Production Deployment Best Practices
Use a Reverse Proxy
Deploy Firecrawl behind Nginx or Traefik for: - SSL/TLS termination - Load balancing - Rate limiting - Caching
Example Nginx configuration:
upstream firecrawl {
server localhost:3002;
server localhost:3003;
}
server {
listen 443 ssl http2;
server_name firecrawl.example.com;
ssl_certificate /etc/ssl/certs/firecrawl.crt;
ssl_certificate_key /etc/ssl/private/firecrawl.key;
location / {
proxy_pass http://firecrawl;
proxy_set_header Host $host;
proxy_set_header X-Real-IP $remote_addr;
proxy_set_header X-Forwarded-For $proxy_add_x_forwarded_for;
proxy_read_timeout 300s;
}
}
Implement Health Checks
Monitor your instance health:
# Health check endpoint
curl http://localhost:3002/health
# Check worker queue status
curl -H "Authorization: Bearer $API_KEY" \
http://localhost:3002/v0/admin/queue-status
Database Backup Strategy
Implement regular backups:
# Automated PostgreSQL backup
pg_dump -U firecrawl firecrawl > backup_$(date +%Y%m%d).sql
# Restore from backup
psql -U firecrawl firecrawl < backup_20240101.sql
When to Choose Self-Hosting vs. Cloud Service
Choose Self-Hosting If:
- You need complete data privacy and control
- You have high-volume scraping requirements
- You have DevOps resources for maintenance
- You need custom modifications
- You're subject to strict compliance requirements
Choose Cloud Service If:
- You want zero infrastructure management
- You need quick setup without DevOps expertise
- You have variable or unpredictable scraping volumes
- You want enterprise support and SLAs
- You prefer predictable per-use pricing
Community and Support
As an open source project, Firecrawl has an active community:
- GitHub Repository: Report issues and contribute code
- Discord Community: Get help from other users
- Documentation: Comprehensive guides and API references
- Examples Repository: Sample implementations and use cases
Conclusion
Firecrawl's open source nature and self-hosting capabilities make it a powerful option for developers who need control over their web scraping infrastructure. While self-hosting requires technical expertise and ongoing maintenance, it offers significant benefits in terms of data privacy, cost control, and customization. Whether you choose to self-host or use the managed cloud service depends on your specific requirements, resources, and technical capabilities.

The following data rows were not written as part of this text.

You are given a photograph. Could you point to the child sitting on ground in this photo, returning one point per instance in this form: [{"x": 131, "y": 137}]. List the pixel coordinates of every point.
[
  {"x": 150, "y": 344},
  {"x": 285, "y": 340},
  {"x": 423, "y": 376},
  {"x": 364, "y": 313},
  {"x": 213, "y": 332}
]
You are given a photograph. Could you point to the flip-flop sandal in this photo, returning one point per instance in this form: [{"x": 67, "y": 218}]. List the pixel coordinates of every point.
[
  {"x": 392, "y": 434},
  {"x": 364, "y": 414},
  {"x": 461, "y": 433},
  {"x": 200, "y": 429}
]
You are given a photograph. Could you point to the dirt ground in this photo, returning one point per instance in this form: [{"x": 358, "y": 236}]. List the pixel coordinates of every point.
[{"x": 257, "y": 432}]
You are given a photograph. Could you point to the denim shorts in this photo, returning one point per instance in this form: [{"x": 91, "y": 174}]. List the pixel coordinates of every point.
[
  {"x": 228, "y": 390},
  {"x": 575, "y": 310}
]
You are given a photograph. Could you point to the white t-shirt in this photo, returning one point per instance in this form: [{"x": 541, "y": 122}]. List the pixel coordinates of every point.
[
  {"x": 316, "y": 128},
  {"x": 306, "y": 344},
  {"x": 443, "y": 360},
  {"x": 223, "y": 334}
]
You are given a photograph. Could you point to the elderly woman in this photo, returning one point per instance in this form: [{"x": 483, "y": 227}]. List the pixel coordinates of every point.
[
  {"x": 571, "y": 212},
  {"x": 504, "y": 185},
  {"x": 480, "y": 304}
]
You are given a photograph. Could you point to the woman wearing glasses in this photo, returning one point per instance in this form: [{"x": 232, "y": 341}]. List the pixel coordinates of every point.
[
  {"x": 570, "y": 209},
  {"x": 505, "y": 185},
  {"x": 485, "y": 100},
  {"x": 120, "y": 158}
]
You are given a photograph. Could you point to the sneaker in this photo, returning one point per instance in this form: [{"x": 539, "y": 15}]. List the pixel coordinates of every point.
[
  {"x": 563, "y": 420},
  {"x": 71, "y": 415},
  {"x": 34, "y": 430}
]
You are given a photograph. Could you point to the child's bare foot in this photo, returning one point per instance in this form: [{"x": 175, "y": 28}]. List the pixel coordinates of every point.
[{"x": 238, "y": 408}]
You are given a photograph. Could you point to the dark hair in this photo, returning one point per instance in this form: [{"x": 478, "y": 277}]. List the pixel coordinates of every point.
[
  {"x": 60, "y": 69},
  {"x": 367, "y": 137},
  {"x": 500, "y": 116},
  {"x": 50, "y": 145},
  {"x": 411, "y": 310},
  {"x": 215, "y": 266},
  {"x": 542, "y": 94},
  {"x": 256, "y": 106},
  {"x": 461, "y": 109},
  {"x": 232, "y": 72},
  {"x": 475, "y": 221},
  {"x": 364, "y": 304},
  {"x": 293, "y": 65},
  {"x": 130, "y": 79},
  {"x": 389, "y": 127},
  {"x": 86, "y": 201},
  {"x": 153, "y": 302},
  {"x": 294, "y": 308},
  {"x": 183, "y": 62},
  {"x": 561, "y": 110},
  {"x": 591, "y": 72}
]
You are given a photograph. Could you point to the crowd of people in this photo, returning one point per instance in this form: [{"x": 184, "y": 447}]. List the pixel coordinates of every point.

For production deployments, ensure you follow best practices for security, monitoring, and scaling. Start with the Docker Compose setup for development, then graduate to a more robust production configuration as your needs grow. The flexibility of open source combined with the option of commercial support makes Firecrawl suitable for projects of all sizes.